ZEIT: Kritiker werfen Ihnen seit Langem vor, dass Sie Ihr großes musikalisches Talent als Songwriter missbraucht hätten, um schnell an Geld und Blondinen zu kommen. Ihr alter Fan, der legendäre BBC-DJ John Peel, war sehr enttäuscht von Ihnen. Im US-Fachblatt Rolling Stone schrieb ein Autor: "Selten hat jemand sein Talent so weggeschmissen wie Rod Stewart!" – Können Sie das nachvollziehen?
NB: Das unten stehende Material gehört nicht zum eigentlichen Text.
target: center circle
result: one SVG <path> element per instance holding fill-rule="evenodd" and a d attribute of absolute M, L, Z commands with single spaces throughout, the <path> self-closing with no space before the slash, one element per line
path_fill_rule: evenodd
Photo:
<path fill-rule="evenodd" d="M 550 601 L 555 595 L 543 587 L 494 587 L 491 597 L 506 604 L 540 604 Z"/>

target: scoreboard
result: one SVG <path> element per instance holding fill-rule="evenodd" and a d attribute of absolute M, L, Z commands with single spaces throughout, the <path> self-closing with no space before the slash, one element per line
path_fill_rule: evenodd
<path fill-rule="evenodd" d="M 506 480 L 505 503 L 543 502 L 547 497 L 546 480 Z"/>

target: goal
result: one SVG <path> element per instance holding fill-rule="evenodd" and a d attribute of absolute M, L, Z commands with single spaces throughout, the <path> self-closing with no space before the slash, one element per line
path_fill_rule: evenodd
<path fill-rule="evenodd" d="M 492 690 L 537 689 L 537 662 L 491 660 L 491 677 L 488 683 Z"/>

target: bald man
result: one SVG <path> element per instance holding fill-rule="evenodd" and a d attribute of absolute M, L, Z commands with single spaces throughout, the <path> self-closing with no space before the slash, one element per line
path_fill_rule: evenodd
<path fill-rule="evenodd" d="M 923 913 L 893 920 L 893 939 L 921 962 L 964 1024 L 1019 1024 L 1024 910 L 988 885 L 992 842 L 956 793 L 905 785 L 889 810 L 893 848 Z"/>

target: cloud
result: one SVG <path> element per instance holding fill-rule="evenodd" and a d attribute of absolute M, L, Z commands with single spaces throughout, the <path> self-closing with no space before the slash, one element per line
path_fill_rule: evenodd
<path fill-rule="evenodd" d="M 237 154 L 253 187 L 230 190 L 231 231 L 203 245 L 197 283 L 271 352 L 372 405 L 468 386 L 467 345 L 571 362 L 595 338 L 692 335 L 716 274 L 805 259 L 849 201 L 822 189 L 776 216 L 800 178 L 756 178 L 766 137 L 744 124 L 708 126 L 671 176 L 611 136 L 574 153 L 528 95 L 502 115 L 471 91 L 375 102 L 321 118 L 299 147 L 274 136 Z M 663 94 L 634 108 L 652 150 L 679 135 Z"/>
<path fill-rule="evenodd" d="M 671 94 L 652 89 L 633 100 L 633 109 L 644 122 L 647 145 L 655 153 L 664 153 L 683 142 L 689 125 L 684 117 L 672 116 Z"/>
Stewart: Diesen Vorwurf habe ich mir oft anhören müssen. Der amerikanische Starkritiker Lester Bangs machte mir das auch immer wieder deutlich. Er schrieb: "Rod Stewart ist längst eine Parodie seiner selbst." Und wissen Sie was? Die haben recht! Das meine ich ernst! Was soll ich da abstreiten? Es gab eine Zeit, in der mein Leben entgleist ist,in der ich zu einer Parodie meiner selbst wurde, nur noch Geld verdienen wollte und mich für Gottes Geschenk an die Frauen hielt. Es war eine finstere Periode meines Lebens, was die Musik angeht.

ZEIT: Welche Jahre meinen Sie genau?

Stewart: Die achtziger Jahre. Mein Album Blondes Have More Fun war schlimm, da kreiste alles nur um Sex und Frivolität.

ZEIT: Bereuen Sie diese Jahre?

Stewart: Nein! Keine Sekunde! Ich hatte ja persönlich eine wahnsinnig aufregende Zeit. Nur die Musik war eben schlecht. Wenn ich heute an diese Zeit denke, überkommt mich da eher so ein Gefühl von Melancholie, das auch einige Songs meines neuen Albums prägt. Aber ich habe kein Problem mit Melancholie. Manchmal ist sie sogar sehr wohltuend.

ZEIT: Die meisten Texte Ihres neuen Albums sind aus der Perspektive eines in die Jahre gekommenen Mannes geschrieben, der Bilanz zieht. Keine Spur mehr von Hot Legs und Blondes Have More Fun! Sind Sie jetzt offiziell alt?

Stewart: Vermutlich! Nun ja, nur bedingt. Da ist ja immer noch ein Song wie Sexual Religion, der an meine wilderen Zeiten erinnert. Aber den habe ich wiederum über meine Ehefrau geschrieben, genauer gesagt, über den Abend, an dem ich sie in der Hoteldisco kennenlernte. Ja, ich bin wohl alt. Ich habe alle neuen Songs nüchtern verfasst und dann zuerst meiner Frau vorgespielt – die übrigens das Porträt von mir auf der Plattenhülle fotografiert hat. Und Pure Love, der letzte Song auf dem Album, ist sogar über meine Kinder.